Execution of Filipina Migrant Worker in Indonesia Stopped at the Last Minute
Filipino migrant worker Mary Jane Veloso was scheduled to be executed for drug smuggling by a firing squad in Indonesia on Wednesday night.
Jumat, 01 Mei 2015 17:19 WIB
Thousands of Filipinos rallied and prayed for Mary Jane Veloso who was set to be executed by a firing squad at midnight on Wednesday on a remote Indonesian island.
Mary Jane was charged with drug smuggling but she maintains she was victim of human trafficking.
Mary Jane’s sister Maritess Veloso has been speaking on her behalf.
“Mary Jane was innocent and was only a victim,” she said.
She claims she was promised a job in Malaysia but was then sent to Indonesia. She says drugs were secretly sewn into a suitcase while on route to Indonesia.
She was arrested at Yogyakarta airport in April 2010 after authorities found 2.6 kg of heroin in her suitcase. She was found guilty and sentenced to death later that year. Veloso launched her first appeal in March, questioning the translator provided to her during the trial, but her case was rejected by the Indonesian Supreme Court.
But in recent weeks the Philippine government filed a second appeal for a judicial review in an attempt to save her life. On Tuesday, President Aquino told Indonesia president Joko Widodo Mary Jane could turn witness in the trial of drug cases.
Mary Jane’s recruiters Kristina Sergio and live-in partner surrendered themselves to the police in Philippines on the day Mary Jane was set to be killed.
Philippines Department of Foreign Affairs Assistant Secretary Charles Jose says they are relieved.
“The Lord has answered our prayers,” he said over the phone.
Mary Jane’s sister Maritess thanked her supporters.
“We thank the people from all over the world for praying for the safety of Mary Jane, we believe it’s a miracle from God.
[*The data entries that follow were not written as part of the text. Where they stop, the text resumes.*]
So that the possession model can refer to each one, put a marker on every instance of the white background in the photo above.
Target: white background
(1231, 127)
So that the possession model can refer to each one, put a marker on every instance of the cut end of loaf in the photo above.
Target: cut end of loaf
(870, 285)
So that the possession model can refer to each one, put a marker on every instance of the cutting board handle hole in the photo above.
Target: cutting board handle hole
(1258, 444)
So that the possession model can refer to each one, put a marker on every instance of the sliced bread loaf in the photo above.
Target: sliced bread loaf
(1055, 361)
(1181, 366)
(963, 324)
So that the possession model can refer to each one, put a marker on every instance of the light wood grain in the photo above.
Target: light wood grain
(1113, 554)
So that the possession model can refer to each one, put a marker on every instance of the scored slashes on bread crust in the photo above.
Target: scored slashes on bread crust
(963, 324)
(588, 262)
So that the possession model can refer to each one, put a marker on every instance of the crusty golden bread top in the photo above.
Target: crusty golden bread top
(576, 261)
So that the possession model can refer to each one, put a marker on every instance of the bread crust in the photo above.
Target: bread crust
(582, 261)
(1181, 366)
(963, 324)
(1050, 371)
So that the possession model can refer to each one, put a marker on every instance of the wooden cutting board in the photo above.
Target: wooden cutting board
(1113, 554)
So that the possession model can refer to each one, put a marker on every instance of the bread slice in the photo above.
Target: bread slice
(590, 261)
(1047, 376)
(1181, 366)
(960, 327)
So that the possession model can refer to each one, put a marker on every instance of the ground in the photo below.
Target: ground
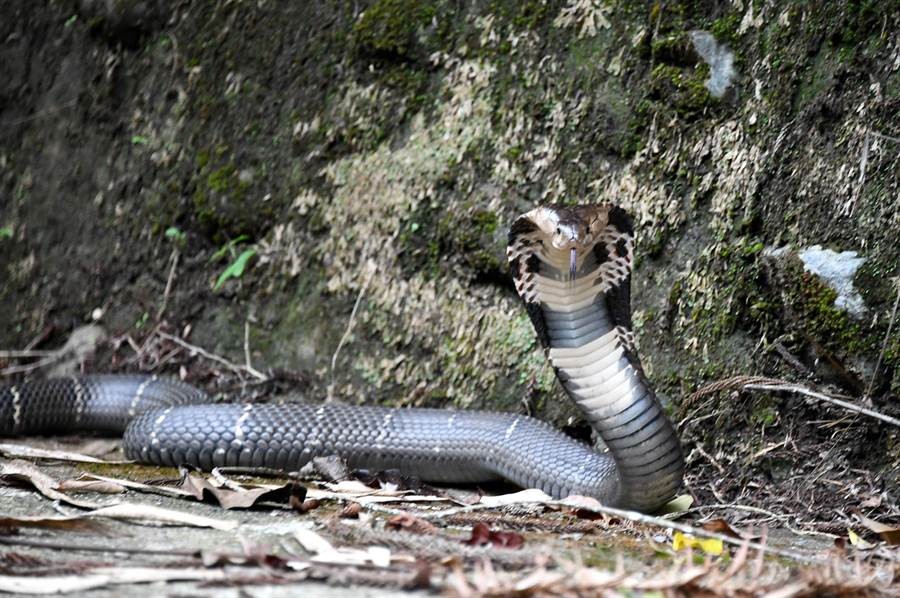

Most important is President Joko Widodo. God touched his heart. May his family be blessed. He did not commit a mistake in his decision. Mary Jane was a victim,” she said.
Indonesia has some of the toughest drug laws in the world and ended a four-year moratorium on executions in 2013.
President Joko Widodo says he has declared a war on drugs and claims the country is facing a drug crisis.
Eight other people were executed this week including two Australia men who their prison guards say had reformed and were model prisoners that were helping others. A Brazil man who was mentally ill was also among those executed.
The Philippines does not have the death penalty.
Lourdes Alarde a local Church worker for migrant workers says all countries including Indonesia should abolish the death penalty.
“No one has the right to take one’s life. The jail could rehabilitate people. Here in the Philippines, we still need a massive awareness campaign among people who want to go abroad. They should know things like how not to be a victim of human trafficking, illegal recruiters. The reality among Filipinos is there is not enough livelihoods to support the family so they try their luck in foreign countries.”
Maritess Veloso hopes her sister, a single mother of two boys, will be freed.
“I am hoping that with more time, lawyers would do everything to prove that my sister was just really a victim,” she said.
Mary Jane, children reportedly cried ‘My mum is alive, my mum is alive’ when they were woken in the night and heard the news.